About the instructor
Dan Hicks is a philosopher turned data scientist turned philosopher.
I use they/them pronouns and identify as nonbinary. I grew up in Placerville, about two hours north of Merced in the Sierra Foothills. One branch of my family came to California during the Gold Rush, so I identify heavily as a Californian and have some complicated feelings about the genocide. I finished my PhD in philosophy of science at Notre Dame in 2012. After that I worked in a series of research positions in academia and the federal government. During 2015-2019 I was using data science methods at least half-time.
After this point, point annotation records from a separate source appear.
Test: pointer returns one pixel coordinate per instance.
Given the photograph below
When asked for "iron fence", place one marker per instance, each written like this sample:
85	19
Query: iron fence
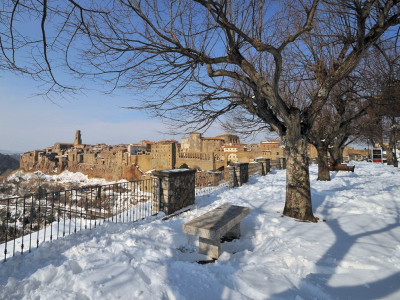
26	222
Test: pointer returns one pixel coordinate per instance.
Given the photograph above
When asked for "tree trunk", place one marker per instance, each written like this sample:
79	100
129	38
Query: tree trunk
323	168
298	196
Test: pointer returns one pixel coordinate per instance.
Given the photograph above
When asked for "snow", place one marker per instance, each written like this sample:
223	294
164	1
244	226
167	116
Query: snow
352	253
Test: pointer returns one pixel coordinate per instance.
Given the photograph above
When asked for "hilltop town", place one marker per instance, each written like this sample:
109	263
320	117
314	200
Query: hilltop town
133	161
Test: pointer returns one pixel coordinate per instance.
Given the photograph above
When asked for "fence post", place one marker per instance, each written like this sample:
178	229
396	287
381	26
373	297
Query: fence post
239	173
282	161
177	189
266	165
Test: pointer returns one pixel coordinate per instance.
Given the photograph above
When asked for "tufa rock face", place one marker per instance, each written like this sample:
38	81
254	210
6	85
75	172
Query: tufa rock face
7	162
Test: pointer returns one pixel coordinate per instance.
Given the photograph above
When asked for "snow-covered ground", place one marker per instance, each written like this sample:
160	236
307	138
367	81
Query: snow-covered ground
353	254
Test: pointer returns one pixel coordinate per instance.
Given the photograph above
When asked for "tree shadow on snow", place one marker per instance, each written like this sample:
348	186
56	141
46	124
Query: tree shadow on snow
316	284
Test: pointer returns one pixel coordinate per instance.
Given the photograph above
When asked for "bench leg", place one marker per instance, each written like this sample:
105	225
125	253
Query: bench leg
234	233
209	247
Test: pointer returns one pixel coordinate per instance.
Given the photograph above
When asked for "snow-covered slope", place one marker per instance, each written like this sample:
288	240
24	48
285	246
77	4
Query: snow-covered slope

I joined the faculty at UC Merced in Fall 2019.
- Email: dhicks4@ucmerced.edu
- Student hours: By appointment: https://doodle.com/mm/danhicks/office-hours
- Website: https://dhicks.github.io/
What this course isn’t, and is
Is Not:
- a statistics course (in the way you think)
- a general introduction to software engineering
- a basic introduction to R
- an introduction to machine learning or AI
Is:
- an introduction to data science
- about exploratory data analysis, data management, reproducibility — and a little philosophy of science
- habituation to some good software engineering practices that are especially valuable for data science work
Learning outcomes
By the end of the course, students will be able to
Apply concepts from software engineering and philosophy of science to methodological decisions in data science (CIS PLO 2 and 4; PSY PLO 2 and 6), such as
- debugging techniques and functional programming
- exploratory data analysis and the data-phenomenon-theory distinction
- reproducibility vs. replicability
- data justice
Use exploratory data analysis techniques and tools to identify potential data errors and potential phenomena for further analysis (CIS PLO 2 and 4; PSY PLO 2 and 6)
Manage data, analysis, and outputs for reproducibility using practices such as data management, clear directory structure, self-documenting code, version control, and code review (CIS PLO 2, 3, 4; PSY PLO 2, 4, 6)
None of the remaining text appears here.